2760 - Should We Embrace INTERLACE?: Concurrent Pembrolizumab and Chemoradiotherapy for Locally-Advanced Cervical Cancer Requires More Invasive Brachytherapy Implants

10:45am - 12:00pm PT

Hall F

Screen: 3

POSTER

Presenter(s)

Krishna Hanubal, MD - UC Irvine, Orange, CA

G. K. Harada¹, A. N. Munjal¹, N. V. Peterson¹, J. Park¹, K. S. Hanubal¹, A. Hari², K. Clair², J. Tseng², R. Bristow², K. Tewari², J. V. Kuo¹, P. Mitra³, and E. Healy¹; ¹Department of Radiation Oncology, University of California - Irvine, Orange, CA, ²Department of Gynecology Oncology, Chao Family Comprehensive Cancer Center, University of California, Irvine, Orange, CA, ³Department of Radiation Oncology, Chao Family Comprehensive Cancer Center, University of California, Irvine, Orange, CA

Purpose/Objective(s): The management of locally-advanced cervical cancer (LACC) has seen significant improvements with novel immunotherapy (KEYNOTE A18) and induction chemotherapy (INTERLACE) approaches. It is unclear which patients benefit most from a given approach and how these techniques may influence traditional external beam radiotherapy (EBRT) and brachytherapy (BT) practices. The purpose of this study was to assess KEYNOTE A18 and INTERLACE regimens on primary tumor response rate and associated BT approaches.

Materials/Methods: We performed a single institution retrospective review of all patients with a diagnosis of 2021 FIGO stage IB2 – IVA squamous cell carcinoma of the cervix between October 2023 to February 2025. All patients had bulky (=4 cm) disease treated with concurrent chemoradiotherapy and BT boost and were allowed to have induction chemotherapy with carboplatin and paclitaxel (INTERLACE) and/or concurrent immunotherapy with pembrolizumab (KEYNOTE A18). Patients were stratified by treatment regimen and assessed using T2-weighted MRI sequences of the pelvis at presentation and following EBRT to measure percent tumor volume decrease and extent of parametrial or vaginal disease. Secondary outcomes were assessed, and included incidence of interstitial BT, days missed for EBRT, and treatment toxicity. The threshold for statistical significance was set to p < 0.05.
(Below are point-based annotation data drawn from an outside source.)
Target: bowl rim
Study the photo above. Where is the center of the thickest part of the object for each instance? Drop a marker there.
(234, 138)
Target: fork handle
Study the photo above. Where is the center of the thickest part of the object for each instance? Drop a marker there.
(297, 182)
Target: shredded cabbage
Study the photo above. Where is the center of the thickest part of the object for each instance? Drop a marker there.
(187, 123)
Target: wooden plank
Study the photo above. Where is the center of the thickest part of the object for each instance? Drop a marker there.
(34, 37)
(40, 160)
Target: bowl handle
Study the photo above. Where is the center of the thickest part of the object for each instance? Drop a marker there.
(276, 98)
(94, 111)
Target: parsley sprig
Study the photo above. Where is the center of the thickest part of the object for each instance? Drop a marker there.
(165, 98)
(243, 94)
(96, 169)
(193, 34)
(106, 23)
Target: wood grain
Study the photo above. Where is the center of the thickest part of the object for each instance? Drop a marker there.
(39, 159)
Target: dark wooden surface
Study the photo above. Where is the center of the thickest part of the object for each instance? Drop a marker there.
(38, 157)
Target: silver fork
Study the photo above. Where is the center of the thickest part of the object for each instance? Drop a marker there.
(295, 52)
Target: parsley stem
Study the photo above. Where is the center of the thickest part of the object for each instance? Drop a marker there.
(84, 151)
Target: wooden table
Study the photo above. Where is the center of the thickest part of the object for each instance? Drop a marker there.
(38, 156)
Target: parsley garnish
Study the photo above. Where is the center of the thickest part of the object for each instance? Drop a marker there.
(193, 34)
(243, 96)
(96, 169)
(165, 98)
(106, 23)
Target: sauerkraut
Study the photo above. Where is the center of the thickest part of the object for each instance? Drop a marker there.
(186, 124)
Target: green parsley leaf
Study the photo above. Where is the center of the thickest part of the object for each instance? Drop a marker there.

Results: A total of 19 patients were identified with a median age of 45 years (IQR = 38–55 years). Most patients had FIGO stage IIIC1 disease (8/19 = 42.1%) and a median initial tumor size of 163.0 cc (IQR = 70.8–248.6 cc). Most patients were treated using chemoradiation with concurrent weekly cisplatin alone (8/19 = 42.1%), followed by 5 patients each receiving INTERLACE and KEYNOTE A18 regimens, respectively (5/19 = 26.3%). Median post-EBRT shrinkage was 95.8% for chemoradiation, followed by 100.0% for INTERLACE and KEYNOTE A18 (p = 0.106). Similarly, there were no differences in post-EBRT vaginal disease between regimens (p = 0.431). Patients receiving KEYNOTE A18 had significantly greater odds of post-EBRT parametrial disease (OR = 19.5, 95% CI = 1.30 – 292.75, p = 0.032) and required more interstitial BT than those receiving other regimens (OR = 24.0, 95% CI = 1.69 – 341.00, p = 0.019). There were no differences in number of days missed for EBRT (p = 0.700), or incidence of Grade 2 (p = 0.613) or Grade 3 (p = 0.907) toxicities between groups.

Conclusion: This is the first reported institutional experience assessing novel induction chemotherapy and concurrent immunotherapy approaches for LACC on primary tumor response. Patients treated with the KEYNOTE A18 regimen required more interstitial brachytherapy procedures after EBRT, possibly owing to poor response for parametrial disease, and suggests potential benefit of other paradigms in facilitating less-invasive intracavitary approaches. Future work is warranted in larger randomized settings to assess superiority of these regimens in the management of LACC.